Au Cameroun, issa tchiroma bakary dénonce un pillage de plus de 10 000 milliards de francs

Issa Tchiroma Bakary détaille le pillage des ressources camerounaises dans une déclaration choc

Issa Tchiroma Bakary a rendu publique une déclaration accablante, étayée de chiffres précis, dénonçant le braquage des ressources naturelles, les marchés frauduleux, la fraude fiscale et l’enrichissement du clan présidentiel. Voici les principaux éléments de son intervention.

Le premier volet concerne les ressources du sous-sol. Selon Bakary, la Société nationale des hydrocarbures (SNH) a généré pendant 40 ans des recettes pétrolières hors de tout contrôle parlementaire et sans transparence. Le pétrole aurait été vendu à Glencore à moins de 30 % de sa valeur, et des cargaisons entières auraient disparu. Dans le même temps, 80 % du bois est exporté illégalement. Au total, la spoliation de l’or, du pétrole et du bois représenterait plus de 10 000 milliards de francs CFA.
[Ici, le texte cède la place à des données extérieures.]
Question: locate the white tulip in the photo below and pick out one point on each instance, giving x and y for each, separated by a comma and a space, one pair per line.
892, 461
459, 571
Deuxième volet : les détournements via les marchés publics. Les lignes budgétaires 65 et 94, couvrant la période 2012-2021, auraient été purement et simplement effacées, représentant 5 400 milliards de dépenses sans justification. Le Tribunal criminel spécial (TCS) a condamné des fonctionnaires pour près de 9 000 milliards de détournements entre 1997 et 2021. Plus de 20 000 fonctionnaires fantômes auraient été rémunérés, causant un préjudice annuel de 200 milliards. Les surfacturations massives autour de l’autoroute Yaoundé-Douala, de la CAN 2021 et des vaccins anti-Covid dépassent 500 milliards.

Troisième volet : la fraude fiscale et douanière. L’Agence nationale d’investigation financière (ANIF) et la Commission nationale anti-corruption (CONAC) ont documenté 1 665 milliards de flux suspects rien qu’en 2023, 1 246 milliards de fraude douanière sur six ans, et 1 745 milliards de fraude de scanning au port de Douala imputée à SGS. Bakary a dénoncé la lutte entre clans pour le contrôle de cette fraude institutionnalisée.
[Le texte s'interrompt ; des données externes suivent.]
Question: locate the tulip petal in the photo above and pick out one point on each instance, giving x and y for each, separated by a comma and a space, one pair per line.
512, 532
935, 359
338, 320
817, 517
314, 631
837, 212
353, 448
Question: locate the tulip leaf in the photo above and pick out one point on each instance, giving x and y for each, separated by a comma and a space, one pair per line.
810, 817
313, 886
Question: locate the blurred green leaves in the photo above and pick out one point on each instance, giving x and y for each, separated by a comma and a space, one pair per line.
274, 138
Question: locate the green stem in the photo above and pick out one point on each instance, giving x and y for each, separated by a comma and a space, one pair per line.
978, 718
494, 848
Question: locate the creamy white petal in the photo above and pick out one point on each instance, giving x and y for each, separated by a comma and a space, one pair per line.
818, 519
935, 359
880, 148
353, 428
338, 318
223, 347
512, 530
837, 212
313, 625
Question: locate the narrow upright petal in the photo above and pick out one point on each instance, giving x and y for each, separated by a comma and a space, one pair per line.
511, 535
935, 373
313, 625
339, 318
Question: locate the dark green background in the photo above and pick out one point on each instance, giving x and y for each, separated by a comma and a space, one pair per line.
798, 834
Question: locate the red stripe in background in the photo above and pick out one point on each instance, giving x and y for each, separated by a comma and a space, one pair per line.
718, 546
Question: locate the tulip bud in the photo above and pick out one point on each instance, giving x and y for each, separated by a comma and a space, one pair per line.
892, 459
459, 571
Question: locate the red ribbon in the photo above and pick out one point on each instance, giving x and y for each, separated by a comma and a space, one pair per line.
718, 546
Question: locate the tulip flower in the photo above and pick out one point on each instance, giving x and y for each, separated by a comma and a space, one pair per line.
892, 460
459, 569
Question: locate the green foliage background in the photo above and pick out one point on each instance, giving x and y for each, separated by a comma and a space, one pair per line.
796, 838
Quatrième volet : l’enrichissement personnel du clan Biya. Des biens immobiliers en France (évalués à 744 millions d’euros), le domaine de Nyom (18 milliards), des propriétés à Dubaï (44 milliards) et des séjours à l’hôtel Continental de Genève (50 000 dollars la nuit) sont cités. Aucune déclaration de patrimoine n’a été effectuée, en violation de l’article 66 de la Constitution.
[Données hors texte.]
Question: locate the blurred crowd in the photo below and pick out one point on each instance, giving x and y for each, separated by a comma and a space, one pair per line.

Le montant total de la prédation est estimé, selon un scénario conservateur, à 26 000 milliards de francs CFA. Ce chiffre pourrait atteindre 80 000 milliards par extrapolation. Avec 26 000 milliards, le Cameroun aurait pu financer 36 années de salaires pour l’ensemble des 380 000 enseignants, soignants et soldats, ou construire 2 600 hôpitaux de district, soit 260 par région.

En conclusion, Bakary a averti qu’il n’y aura ni amnistie ni négociation secrète, et que tout haut fonctionnaire coupable de malversation devra répondre de ses actes devant les juridictions nationales et internationales.